Tilla (Liane Haid) is a famous operetta singer and is out celebrating with her three suitors - distinguished by the number of pearls on their cravat - a catty observer says - the one with two pearls is her future lover, the one with one pearl is her current lover and the one with none (the Baron) is her past lover. Yet they all adore her and beseech her to sing - she does and sings Farewell My Little Grenadier (it became a hit) and the audience is enthralled. Except for one man sitting alone in the corner who during her song asks for his bill and leaves. It is a scandal! No one leaves when Tilla sings and she demands that he be found and punished!
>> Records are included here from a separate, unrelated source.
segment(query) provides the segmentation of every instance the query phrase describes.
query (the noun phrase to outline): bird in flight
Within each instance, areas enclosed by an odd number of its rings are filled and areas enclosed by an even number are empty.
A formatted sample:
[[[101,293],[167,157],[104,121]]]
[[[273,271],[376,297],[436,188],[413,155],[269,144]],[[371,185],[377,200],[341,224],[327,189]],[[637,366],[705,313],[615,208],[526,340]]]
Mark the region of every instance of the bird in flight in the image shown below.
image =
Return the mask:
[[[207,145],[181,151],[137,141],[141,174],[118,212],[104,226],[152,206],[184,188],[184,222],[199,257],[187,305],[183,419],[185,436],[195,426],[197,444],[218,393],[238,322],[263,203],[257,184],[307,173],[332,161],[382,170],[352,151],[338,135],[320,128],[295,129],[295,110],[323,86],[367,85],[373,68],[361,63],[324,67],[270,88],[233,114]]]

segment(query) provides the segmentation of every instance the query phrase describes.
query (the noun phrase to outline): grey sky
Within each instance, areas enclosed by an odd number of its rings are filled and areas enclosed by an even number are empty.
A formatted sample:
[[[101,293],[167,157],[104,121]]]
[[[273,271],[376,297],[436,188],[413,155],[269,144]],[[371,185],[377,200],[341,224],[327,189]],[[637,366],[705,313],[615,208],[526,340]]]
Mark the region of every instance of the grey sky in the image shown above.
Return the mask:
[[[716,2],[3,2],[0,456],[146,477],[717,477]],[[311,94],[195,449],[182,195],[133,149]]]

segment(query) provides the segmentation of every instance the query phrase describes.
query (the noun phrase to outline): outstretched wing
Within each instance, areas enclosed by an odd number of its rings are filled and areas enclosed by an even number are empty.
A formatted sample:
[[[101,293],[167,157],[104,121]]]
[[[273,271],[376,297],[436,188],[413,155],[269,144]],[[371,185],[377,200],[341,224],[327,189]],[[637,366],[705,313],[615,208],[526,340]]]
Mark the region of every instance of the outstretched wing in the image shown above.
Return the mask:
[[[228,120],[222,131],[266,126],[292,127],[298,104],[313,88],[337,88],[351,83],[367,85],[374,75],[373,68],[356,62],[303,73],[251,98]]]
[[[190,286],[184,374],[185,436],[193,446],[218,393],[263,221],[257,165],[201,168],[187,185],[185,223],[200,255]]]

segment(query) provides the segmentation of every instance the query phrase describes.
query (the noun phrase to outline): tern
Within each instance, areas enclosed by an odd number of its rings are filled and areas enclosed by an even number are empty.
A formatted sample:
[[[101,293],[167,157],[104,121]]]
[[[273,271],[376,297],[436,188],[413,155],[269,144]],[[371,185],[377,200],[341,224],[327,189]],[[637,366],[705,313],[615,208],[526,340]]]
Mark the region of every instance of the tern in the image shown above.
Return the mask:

Instead he (Willi Forst) coincidentally shows up in response to an ad that she put in the paper looking for a Private Secretary. She immediately recognizes him and hires him with the intent of making his life miserable. But you know how these things go - or perhaps you don't in this case. There is that class difference between a star and her Private Secretary. Hollywood would never have approved of the ending here but this is the Weimer where no one was expecting a happy ending. Everybody is wonderful here - Forst is the man who can do everything - even putting on an operatic puppet show, Haid is so full of lust at times I expected her to burst and the three suitors and her friend are the chorus or comic relief. It is all shot on set perhaps to make it easier to record sound. The Germans had a word for this as they seem to for everything - Kammerspiel or "chamber drama".



The film made a star out of Austrian Willi Forst in light musicals and then as a director of what were termed Wiener Films which were musicals or operettas that took place in Austria's past - usually with Reisch writing the screenplay and often the lyrics. Forst doesn't strike me as a particularly charismatic or handsome star - but he has charm, is debonair and can sing. Sort of a Fred Astaire without the dance steps. During the years of the Third Reich and after Germany annexed Austria he made only a few more films and refused to make ones for the Nazis. The female star of the film is Liane Haid, also Austrian, who was already a star in the silent era but was an accomplished singer. She fled to Switzerland in 1942. Her female friend in the film is the vivacious Margarete Schlegel who was also a star and who left Germany to join her Jewish husband in England and then broadcast anti-Nazi propaganda on the radio.



The Baron is played by Otto Wallburg who won the Iron Cross in WWI but that wasn't enough because he was Jewish. He left Germany but returned to the Netherlands where he was caught and sent to Auschwitz where he died. Ernő Verebes who plays one of the three suitors left Germany in 1937 for Hollywood where he had many small roles. It is knowing what the future holds for these very gay actors in this lovely frivolous film of parties and friendship that overlays a certain tragic shadow over it. But Hitler was still a fringe candidate when this film was made - taking place in a Vienna full of song, nightclubs, romance and drinking. Of course, the Depression had also hit in 1929 so in a sense this is similar to many American Depression films focusing on the wealthy as if there were no problems outside of the sets. I am curious as to how many of the Weimar musicals have survived as I would love to see more of them.